Esse ponto é reiterado na proposta de uma democracia que pudesse ser realmente considerada um governo do povo pelo povo. No contexto dessa discussão, Skinner (1977/1978a) afirma que isso depende de um equilíbrio nas relações de poder:
Infelizmente, pessoas governam pessoas nesse sentido bastante idealista [do controle face a face] apenas quando todos têm essencialmente o mesmo poder, e isso quase nunca é o caso. Alguém emerge como líder e, infelizmente, quase sempre exercendo uma parte especial do poder de compelir obediência. (p. 8)

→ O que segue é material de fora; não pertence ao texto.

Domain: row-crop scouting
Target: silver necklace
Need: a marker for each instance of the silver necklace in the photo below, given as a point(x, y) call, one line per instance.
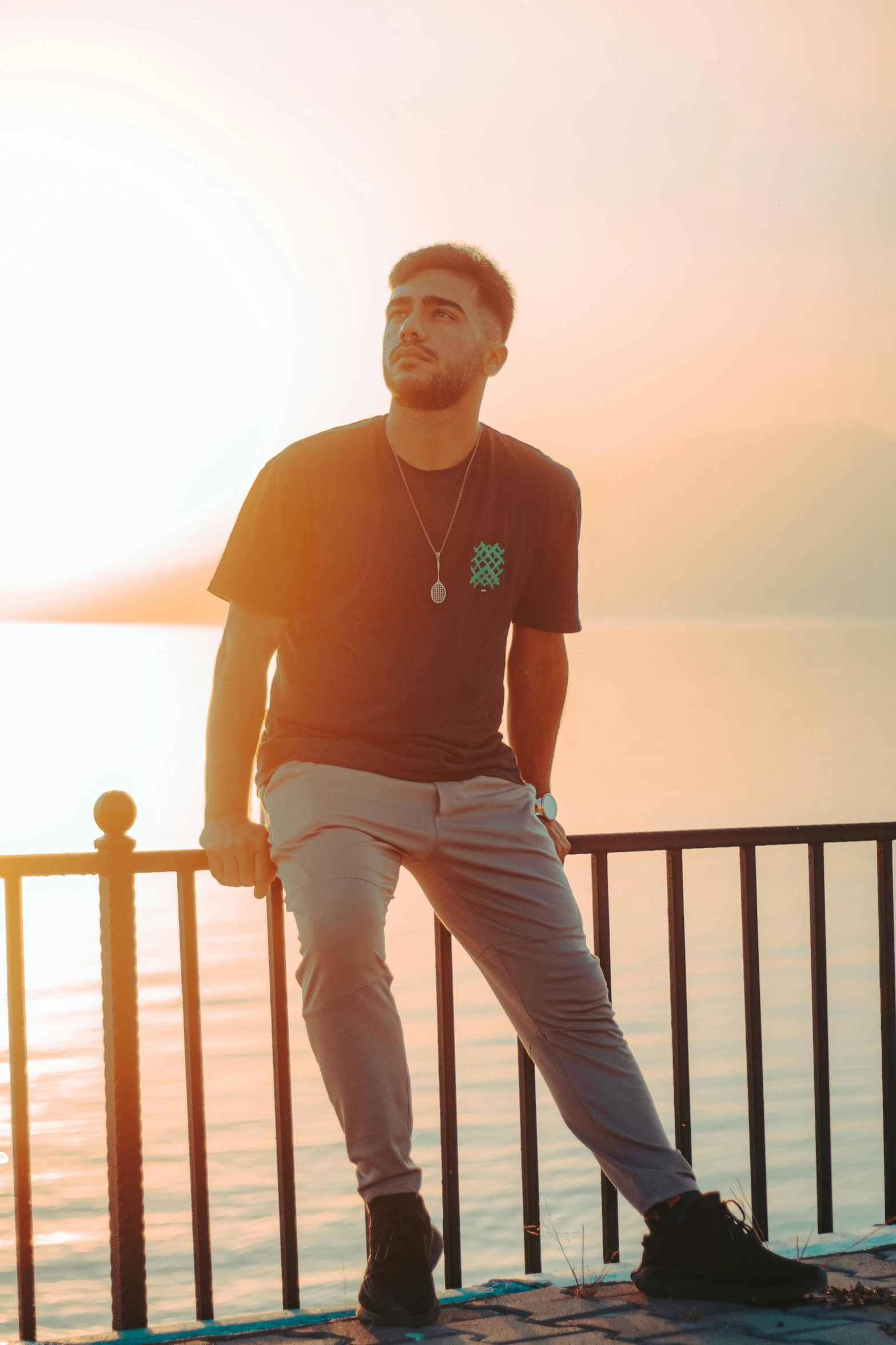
point(439, 592)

A horizontalidade das relações parece ser, então, um pré-requisito para que o controle face a face realmente funcione. Isso quer dizer que em relações hierarquizadas, “estar diante de outra pessoa” não configura funcionalmente controle face a face. Nesse tipo de relação, aqueles com privilégios (maior poder de reforçar e punir) passam a usar seu poder para obrigar a obediência, ao mesmo tempo em que aquele em posição de subalternidade tem poucas chances de contracontrole efetivo, restando a ele apenas obedecer: “Nós ainda obedecemos frequentemente pessoas com poder superior porque ao fazê-lo acabamos com a condição aversiva denominada ‘ameaça de punição’” (Skinner, 1982, p. 5).
Em suma, Skinner sugere que o controle face a face, necessário para estabelecer um governo do povo pelo povo, não poderá se concretizar em comunidades muito grandes, ou em qualquer grupo caracterizado por uma grande desigualdade de poder nas relações sociais. Mas será, então, que o controle face a face é realmente possível? Isso não tornaria a proposta de Skinner utópica, no sentido de irrealizável?

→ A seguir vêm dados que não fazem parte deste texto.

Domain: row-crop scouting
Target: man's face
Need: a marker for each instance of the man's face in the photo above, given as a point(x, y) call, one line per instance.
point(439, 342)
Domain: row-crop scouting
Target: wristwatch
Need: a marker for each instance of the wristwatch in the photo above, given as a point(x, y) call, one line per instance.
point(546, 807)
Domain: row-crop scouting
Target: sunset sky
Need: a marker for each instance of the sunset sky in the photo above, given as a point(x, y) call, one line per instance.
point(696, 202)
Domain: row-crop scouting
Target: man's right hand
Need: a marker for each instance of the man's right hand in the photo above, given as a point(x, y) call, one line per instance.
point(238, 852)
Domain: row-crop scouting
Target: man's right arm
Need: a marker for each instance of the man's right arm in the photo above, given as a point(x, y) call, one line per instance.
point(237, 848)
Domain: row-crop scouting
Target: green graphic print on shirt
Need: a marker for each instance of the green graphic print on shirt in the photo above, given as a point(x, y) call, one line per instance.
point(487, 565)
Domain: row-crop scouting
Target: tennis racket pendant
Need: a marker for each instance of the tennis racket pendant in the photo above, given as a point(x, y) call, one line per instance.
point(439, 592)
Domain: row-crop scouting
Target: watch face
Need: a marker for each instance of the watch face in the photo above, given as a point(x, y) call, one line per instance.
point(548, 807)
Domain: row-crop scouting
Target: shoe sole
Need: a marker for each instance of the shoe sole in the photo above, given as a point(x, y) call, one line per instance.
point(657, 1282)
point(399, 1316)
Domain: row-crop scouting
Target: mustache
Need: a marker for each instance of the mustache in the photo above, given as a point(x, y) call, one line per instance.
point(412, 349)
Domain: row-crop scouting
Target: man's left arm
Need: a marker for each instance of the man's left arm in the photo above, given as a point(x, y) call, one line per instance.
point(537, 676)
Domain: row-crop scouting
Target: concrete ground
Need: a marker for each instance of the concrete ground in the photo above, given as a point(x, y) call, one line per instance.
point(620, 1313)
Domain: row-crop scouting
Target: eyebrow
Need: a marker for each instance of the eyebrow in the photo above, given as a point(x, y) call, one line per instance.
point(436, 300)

É possível controle face a face efetivo em uma sociedade “real”?
O reconhecimento dos limites do controle face a face, com uma série de condições para sua efetividade, coloca a questão óbvia sobre a possibilidade dessa forma de controle social ser efetiva na sociedade contemporânea. Essa questão é reforçada pelo fato de Skinner sistematicamente mencionar ‘Walden Two’ em suas discussões sobre o conceito. Será que apenas nessa comunidade fictícia o controle face a face poderia funcionar?
Mesmo usando a comunidade utópica como protótipo do controle face a face, Skinner parece dar uma resposta negativa a essa pergunta. Em primeiro lugar, ele reconhece que a problemática que está enfrentando com o conceito de controle face a face não é exatamente nova: “Um ambiente social no qual as pessoas se comportam como gostam, ao invés de como devem, tem sido o sonho de muitos reformadores sociais e políticos, mas é usualmente chamado de ‘utopia’ no sentido pejorativo de impossível” (Skinner, 1977/1978a, pp. 7-8). Porém, ele recusa essa interpretação, afirmando que:
No entanto, nós já estamos no caminho para desenvolver uma alternativa para o governo, entendido como poder de compelir obediência. E ela pode levar a algo que está mais próximo de um governo do povo pelo povo do que qualquer coisa já proposta em nome da democracia. (Skinner, 1977/1978a, p. 8)
Haveria, então, contextos reais em que o controle face a face já é efetivo? De acordo com Skinner (1976/2005b), um exemplo disso seria a atuação prática de analistas do comportamento (na época denominada modificação do comportamento): “Aqueles que têm usado a modificação de comportamento na terapia familiar [family counseling] e nas instituições sabem como arranjar as condições face a face que promovem respeito interpessoal e amor” (Skinner, p. xi). Em ‘The non-punitive society’, Skinner menciona especificamente a psicoterapia como um uso “real” do controle face a face, ressaltando que, nesse contexto, esse tipo de controle atua minimizando os efeitos da punição que um indivíduo sofreu ao longo de sua vida: “A psicoterapia face a face é outro campo no qual a modificação de comportamento é utilizada, e isso é particularmente significante, pois esse tipo de terapia está, geralmente, preocupada precisamente com os efeitos da punição” (Skinner, 1990). Em ‘The operant side of behavior therapy’, Skinner (1988a) emprega a expressão ‘face to face’ tanto para se referir ao contexto da clínica quanto para destacar que essa forma de controle garante melhores possibilidades de uma modelagem mútua de comportamentos:
A psicoterapia face a face na clínica é diferente. Apenas uma pequena parte da vida do cliente se passa na presença de um terapeuta. Apenas alguns poucos reforçadores podem ser usados, e na maior parte do tempo somente para reforçar comportamentos sociais, especialmente verbais. Há uma grande possibilidade de modelagem mútua de comportamento em confrontações face a face. (Skinner, 1988a, p. 80)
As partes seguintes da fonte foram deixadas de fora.